''Beni görünce bu kadar mutlu olacağını bilseydim önceden gelirdim.'' Kapıya öylesine bakıyordum. Henri'nin sesiyle bakınca kapıdan girdiğini gördüm. Sırıtışım silindi. Yavaşça yerimden doğruldum.

''Geç en öndeki amfiye otur.'' Sesimdeki ciddiyeti anladığında suratı düştü. Ona acımayacaktım. ''Seni iki gün önce çağırmıştım.''

''Sinirinin geçmesini bekledim...'' Masanın üstüne çıkıp oturdu. Masa oturalacak yer miydi? ''Geçmemiş.''

''Geçmesi gerekiyordu?''

''Kötü bir şey yapmadım, sen sadece eve uğramıyorsun. Bende dışarıda takılmak yerine evi tavsiye ettim. Hem...''

''Hem ne?''

''Sen o eve yerleşmemişsin! Kitapların bile kolide.'' Dediğinde sertçe yutkundum. Evde vakit geçirmiyordum ki. Ona bunu söyleyip haklı çıkarmayacaktım.

''Dedem, New Young da konumuma gelmemi tebrik amaçlı ev alacağını söyledi. Kolileri açmam gereksizdi.'' Dedim.
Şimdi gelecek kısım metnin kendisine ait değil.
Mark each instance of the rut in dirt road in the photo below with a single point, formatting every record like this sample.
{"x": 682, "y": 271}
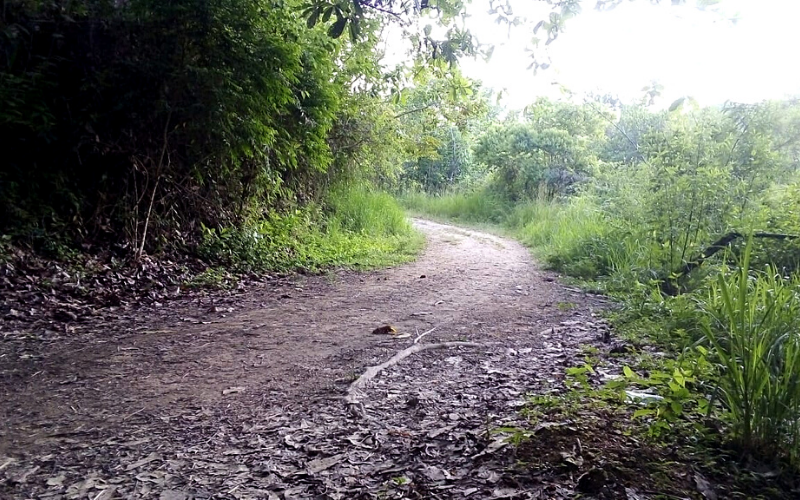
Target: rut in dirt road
{"x": 191, "y": 404}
''Dedem sana ev alacak! Bende Güney Karolina üniversitesine gidiyorum ama kimse beni tebrik etmedi.''

''Üniversite de burslu olmadığın için olabilir mi? Tüm eğitim masraflarını ve buna hergün duyarsızca harcadığın paralarda dahil karşılandığı içindir he?'' bu söylediklerim sert olmuştu.
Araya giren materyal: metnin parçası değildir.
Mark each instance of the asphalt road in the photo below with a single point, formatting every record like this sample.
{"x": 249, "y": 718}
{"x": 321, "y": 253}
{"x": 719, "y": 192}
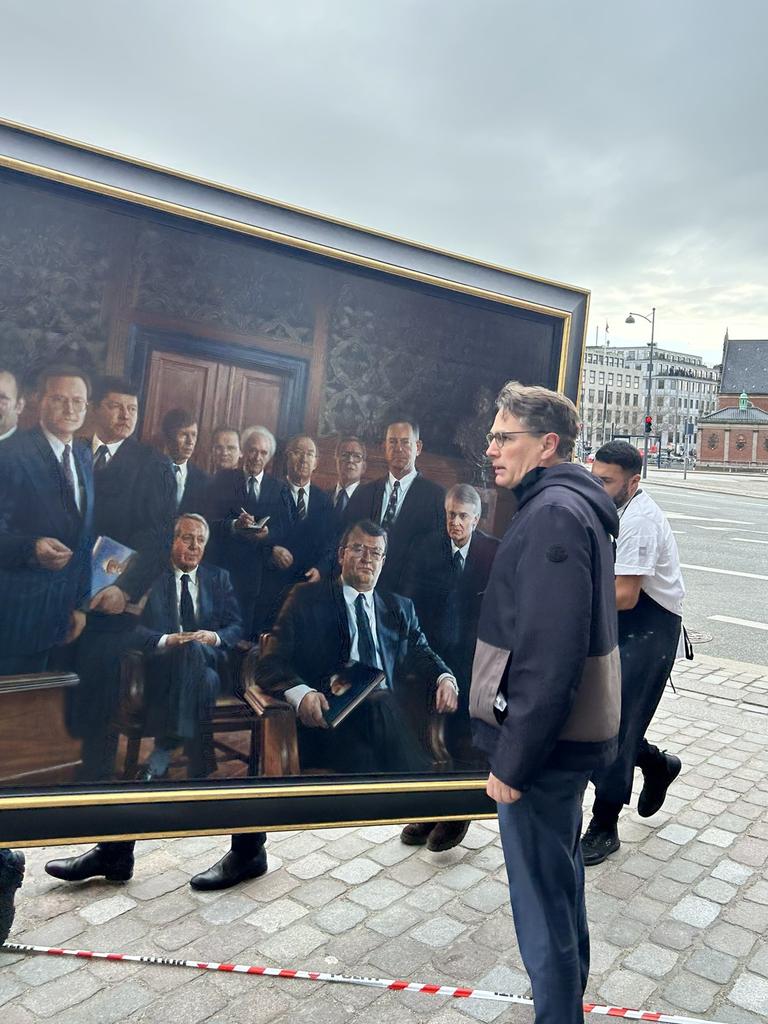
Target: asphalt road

''Ben siz değilim! İnek olmam gerekmez. Param varsa hayatın tadını çıkarırım. Sen tüm parayı elinin tersiyle ittin ne oldu. İsveçrede düzinelerce hesabın var Eva! Ekonomik kriz çıksa tek başına ülke kuracak paran var. Abim! Mükemmel David. Tek bir davayla hayatını yeniden inşa edebilir. Ben... Siz değilim ben para yiyen taraf olmak istiyorum. Oluyorumda.''

''Yapıyorsun ve eline geçiyor?'' sorumla ikimizde sustuk. Suratına alaycı bir gülüş yerleşti.

''Jessica! Annem ve babamın vazgeçilmez minik çocuğu olmak. Herkesin sevgisi. Peki sen?'' sorusuyla bakışlarımı kaçırdım. ''Ben cevap vereyim. Sadece bu derslik!'' Ellerini açıp etrafı gösterdi.
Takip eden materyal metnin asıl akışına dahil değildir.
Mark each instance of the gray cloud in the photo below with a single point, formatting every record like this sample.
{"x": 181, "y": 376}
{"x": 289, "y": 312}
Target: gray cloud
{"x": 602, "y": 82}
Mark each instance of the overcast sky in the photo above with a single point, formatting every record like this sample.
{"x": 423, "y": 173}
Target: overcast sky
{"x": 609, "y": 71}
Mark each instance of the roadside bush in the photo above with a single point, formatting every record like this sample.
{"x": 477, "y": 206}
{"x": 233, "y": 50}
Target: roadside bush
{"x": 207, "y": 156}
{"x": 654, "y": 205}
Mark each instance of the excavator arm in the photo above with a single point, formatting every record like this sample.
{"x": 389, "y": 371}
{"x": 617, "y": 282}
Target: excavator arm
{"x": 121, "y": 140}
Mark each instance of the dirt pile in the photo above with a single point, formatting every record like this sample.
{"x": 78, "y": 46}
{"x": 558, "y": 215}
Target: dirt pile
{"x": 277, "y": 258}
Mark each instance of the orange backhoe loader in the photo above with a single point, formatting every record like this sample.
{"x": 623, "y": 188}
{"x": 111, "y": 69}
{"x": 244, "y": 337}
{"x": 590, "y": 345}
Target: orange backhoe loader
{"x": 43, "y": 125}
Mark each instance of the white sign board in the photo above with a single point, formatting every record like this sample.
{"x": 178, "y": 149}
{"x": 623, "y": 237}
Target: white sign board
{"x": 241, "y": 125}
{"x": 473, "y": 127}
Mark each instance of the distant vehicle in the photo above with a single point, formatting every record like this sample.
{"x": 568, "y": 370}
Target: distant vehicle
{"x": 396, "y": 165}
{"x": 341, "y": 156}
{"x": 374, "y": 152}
''Yanılıyorsun!'' duruşumu dikleştirip ona yaklaştım. Ben yaklaştıkça geriye kaçmamak için kendini zor tutuyordu. Tam önünde durdum. Gözlerimi gözlerine diktim. ''Benim ne kazandığımı sen anlamazsın. Benim bir davam var! Nesilden nesile aktarabileceğim. Bunu anlaman için davanın olması gerek. Bu dava baki olmalı.''

''Felsefeye başlama.'' Alayla yerinden kımıldamak isteyince elimi omzuna koydum. Korkuyla açılan gözlerini gördüğümde sırıttım.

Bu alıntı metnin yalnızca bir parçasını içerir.